Overview
Connected Component algorithm is used to count the number of connected components in the current GraphSet, it is an indicator to examine the connectivity of the graph.
Connected component is a coarse-grained metering method, if the number of connected components of a graph does not change, it can be considered from a macroscopic point of view that the topology characteristics of the graph have not changed.
Basic Concept
Connected Graph
In undirected graph, if there is path between any two nodes, the graph is regarded as connected. There is no path between the red and green nodes in the graph below, so it is not connected.
In directed graph, if there is path between any two nodes in at least one direction, the graph is regarded as Weakly Connected Graph; if there are paths in both two directions, the graph is regarded as Strongly Connected Graph. Known from the definition, strongly connected graph must meet the conditions of weakly connected graph.

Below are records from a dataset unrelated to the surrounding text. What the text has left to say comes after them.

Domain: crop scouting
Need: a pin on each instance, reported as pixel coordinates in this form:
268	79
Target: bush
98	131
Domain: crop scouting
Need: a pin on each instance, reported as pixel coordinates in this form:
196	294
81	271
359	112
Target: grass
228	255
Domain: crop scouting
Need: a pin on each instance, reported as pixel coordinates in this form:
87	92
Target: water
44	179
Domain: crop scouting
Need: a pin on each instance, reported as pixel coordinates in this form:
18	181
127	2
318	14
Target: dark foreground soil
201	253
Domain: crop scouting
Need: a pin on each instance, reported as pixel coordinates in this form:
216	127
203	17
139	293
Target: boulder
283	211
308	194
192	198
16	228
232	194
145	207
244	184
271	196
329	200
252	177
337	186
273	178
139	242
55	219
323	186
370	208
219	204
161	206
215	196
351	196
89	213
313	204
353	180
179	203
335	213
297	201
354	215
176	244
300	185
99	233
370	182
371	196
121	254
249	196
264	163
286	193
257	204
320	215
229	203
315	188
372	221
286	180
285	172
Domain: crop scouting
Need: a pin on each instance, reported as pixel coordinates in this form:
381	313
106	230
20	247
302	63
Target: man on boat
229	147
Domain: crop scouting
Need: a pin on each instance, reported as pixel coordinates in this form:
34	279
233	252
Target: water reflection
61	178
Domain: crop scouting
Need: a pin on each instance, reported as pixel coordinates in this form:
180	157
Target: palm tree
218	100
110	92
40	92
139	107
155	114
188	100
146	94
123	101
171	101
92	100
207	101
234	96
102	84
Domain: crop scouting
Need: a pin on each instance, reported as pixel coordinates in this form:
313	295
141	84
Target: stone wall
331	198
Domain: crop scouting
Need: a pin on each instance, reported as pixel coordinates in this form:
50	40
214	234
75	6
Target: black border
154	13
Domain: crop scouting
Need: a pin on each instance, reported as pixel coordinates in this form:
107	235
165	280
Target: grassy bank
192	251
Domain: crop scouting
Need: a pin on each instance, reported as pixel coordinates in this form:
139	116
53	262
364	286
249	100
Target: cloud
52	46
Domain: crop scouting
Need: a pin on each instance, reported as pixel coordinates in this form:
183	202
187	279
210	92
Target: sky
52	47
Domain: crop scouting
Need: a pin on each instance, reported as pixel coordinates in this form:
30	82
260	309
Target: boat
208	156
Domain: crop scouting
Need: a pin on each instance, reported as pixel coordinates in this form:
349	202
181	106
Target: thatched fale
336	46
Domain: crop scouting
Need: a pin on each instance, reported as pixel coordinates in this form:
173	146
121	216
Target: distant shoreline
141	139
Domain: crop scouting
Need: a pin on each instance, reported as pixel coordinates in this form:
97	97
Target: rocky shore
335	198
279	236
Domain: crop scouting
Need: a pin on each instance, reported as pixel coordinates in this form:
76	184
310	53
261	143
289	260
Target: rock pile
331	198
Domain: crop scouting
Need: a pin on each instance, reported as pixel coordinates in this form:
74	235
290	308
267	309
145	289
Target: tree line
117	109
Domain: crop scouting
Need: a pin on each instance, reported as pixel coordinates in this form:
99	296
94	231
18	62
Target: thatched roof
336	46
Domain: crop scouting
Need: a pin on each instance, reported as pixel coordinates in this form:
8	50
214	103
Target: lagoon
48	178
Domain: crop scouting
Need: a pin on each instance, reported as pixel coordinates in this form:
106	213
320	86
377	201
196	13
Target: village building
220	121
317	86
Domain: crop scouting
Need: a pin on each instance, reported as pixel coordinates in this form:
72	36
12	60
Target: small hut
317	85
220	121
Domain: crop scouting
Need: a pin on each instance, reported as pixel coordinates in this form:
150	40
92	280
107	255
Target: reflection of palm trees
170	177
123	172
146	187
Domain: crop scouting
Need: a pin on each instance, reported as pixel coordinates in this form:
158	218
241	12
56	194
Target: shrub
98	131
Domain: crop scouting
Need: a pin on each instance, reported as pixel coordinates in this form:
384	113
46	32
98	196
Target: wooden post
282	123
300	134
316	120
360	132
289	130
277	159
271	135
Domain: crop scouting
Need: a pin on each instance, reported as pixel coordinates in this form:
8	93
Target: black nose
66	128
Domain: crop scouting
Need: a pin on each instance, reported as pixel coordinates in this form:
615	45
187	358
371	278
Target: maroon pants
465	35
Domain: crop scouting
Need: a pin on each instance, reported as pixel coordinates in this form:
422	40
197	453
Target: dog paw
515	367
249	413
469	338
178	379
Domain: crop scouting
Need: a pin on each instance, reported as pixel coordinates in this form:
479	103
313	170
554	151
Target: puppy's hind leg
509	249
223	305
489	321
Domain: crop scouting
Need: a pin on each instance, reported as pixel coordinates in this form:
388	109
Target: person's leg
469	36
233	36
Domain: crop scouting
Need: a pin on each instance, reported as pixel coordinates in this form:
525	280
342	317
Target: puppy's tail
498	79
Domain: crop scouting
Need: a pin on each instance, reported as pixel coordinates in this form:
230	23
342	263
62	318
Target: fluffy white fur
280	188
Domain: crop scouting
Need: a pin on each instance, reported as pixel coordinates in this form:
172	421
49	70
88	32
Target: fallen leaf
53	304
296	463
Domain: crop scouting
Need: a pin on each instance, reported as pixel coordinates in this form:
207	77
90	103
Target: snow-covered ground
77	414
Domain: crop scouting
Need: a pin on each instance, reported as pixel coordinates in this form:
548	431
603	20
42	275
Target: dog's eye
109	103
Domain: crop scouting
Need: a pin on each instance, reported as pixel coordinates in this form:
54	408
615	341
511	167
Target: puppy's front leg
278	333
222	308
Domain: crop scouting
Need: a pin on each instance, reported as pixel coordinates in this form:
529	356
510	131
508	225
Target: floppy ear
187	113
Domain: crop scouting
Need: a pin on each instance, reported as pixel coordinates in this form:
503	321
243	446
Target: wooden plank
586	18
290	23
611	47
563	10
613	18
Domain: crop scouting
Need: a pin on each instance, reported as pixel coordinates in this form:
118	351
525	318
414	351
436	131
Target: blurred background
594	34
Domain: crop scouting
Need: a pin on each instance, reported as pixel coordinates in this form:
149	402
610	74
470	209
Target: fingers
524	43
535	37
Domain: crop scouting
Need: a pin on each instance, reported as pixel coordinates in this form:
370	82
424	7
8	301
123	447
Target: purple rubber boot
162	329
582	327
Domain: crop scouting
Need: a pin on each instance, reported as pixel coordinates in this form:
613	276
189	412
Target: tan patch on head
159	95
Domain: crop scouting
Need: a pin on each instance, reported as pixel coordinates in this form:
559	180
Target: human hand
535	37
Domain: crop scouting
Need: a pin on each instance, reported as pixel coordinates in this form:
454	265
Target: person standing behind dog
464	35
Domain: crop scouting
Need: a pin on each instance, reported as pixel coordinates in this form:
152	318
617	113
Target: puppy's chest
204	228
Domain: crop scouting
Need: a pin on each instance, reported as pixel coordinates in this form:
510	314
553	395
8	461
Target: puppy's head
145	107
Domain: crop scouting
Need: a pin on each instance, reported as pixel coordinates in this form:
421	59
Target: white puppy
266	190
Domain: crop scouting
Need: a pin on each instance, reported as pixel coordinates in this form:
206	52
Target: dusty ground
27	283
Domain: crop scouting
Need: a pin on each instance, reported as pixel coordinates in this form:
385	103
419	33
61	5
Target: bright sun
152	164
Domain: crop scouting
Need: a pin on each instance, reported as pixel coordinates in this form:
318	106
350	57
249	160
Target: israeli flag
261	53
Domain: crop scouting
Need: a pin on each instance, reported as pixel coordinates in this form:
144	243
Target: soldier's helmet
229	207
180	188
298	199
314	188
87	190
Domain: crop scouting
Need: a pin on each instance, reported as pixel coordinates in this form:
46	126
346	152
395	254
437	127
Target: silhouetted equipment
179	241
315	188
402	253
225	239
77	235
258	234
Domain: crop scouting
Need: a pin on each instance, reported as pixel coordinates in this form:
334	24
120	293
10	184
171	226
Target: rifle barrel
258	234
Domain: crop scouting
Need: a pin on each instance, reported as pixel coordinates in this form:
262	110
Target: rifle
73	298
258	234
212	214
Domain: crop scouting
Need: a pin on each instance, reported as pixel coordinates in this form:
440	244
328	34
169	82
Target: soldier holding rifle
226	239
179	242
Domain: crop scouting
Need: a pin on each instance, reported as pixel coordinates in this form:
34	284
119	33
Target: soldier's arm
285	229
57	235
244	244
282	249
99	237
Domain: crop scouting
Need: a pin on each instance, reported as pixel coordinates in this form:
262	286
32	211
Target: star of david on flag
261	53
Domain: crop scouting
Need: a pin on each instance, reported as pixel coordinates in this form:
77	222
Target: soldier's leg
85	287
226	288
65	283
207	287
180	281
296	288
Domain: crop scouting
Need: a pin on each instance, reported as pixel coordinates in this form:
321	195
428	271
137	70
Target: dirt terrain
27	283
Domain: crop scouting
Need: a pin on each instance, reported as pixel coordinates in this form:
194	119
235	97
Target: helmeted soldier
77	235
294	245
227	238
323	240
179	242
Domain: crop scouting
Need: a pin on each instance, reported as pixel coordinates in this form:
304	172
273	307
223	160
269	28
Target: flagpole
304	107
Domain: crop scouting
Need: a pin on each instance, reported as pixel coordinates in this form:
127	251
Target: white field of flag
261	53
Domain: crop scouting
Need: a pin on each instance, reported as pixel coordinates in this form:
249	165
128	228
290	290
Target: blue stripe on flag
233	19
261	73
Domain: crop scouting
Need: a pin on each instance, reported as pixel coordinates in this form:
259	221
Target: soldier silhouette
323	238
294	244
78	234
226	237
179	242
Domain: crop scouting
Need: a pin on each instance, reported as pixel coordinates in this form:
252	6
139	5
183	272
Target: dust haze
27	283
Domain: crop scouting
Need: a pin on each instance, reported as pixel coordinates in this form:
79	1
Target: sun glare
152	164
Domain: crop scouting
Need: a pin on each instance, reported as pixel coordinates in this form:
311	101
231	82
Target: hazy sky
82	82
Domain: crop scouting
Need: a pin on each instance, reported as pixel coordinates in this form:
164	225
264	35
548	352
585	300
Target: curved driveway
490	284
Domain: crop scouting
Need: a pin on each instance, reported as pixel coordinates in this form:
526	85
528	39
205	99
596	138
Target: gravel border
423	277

In the graph above, node pairs (1,4)
, (2,4)
and (3,4)
only have one-way paths, the graph only meets the requirements of weakly connected graph. Let's add another edge to the graph and calculate again:
After the modification, all node pairs in the graph have bidirectional paths, so the modified graph is strongly connected graph.
The criterion for determining a weakly connected graph in a directed graph can also be understood as: see if there is path between any two nodes when ignoring the direction of edges in the graph.
Connected Component
A connected component is a connected subgraph that is not part of any larger connected subgraph. According to the definition of connected graph, connected component can be divided into Weakly Connected Component and Strongly Connected Component.
The example above calculates the strongly and weakly connected components of the same graph. The graph can be divided into 3 strongly connected components, or 2 weakly connected components. Strongly connected component has more stringent judgement conditions than weakly connected component, so that the number of strongly connected components is always greater than the number of weakly connected components.
Special Case
Lonely Node, Disconnected Graph
Each lonely node in the graph is an independent connected component, it is both a strongly connected component and a weakly connected component.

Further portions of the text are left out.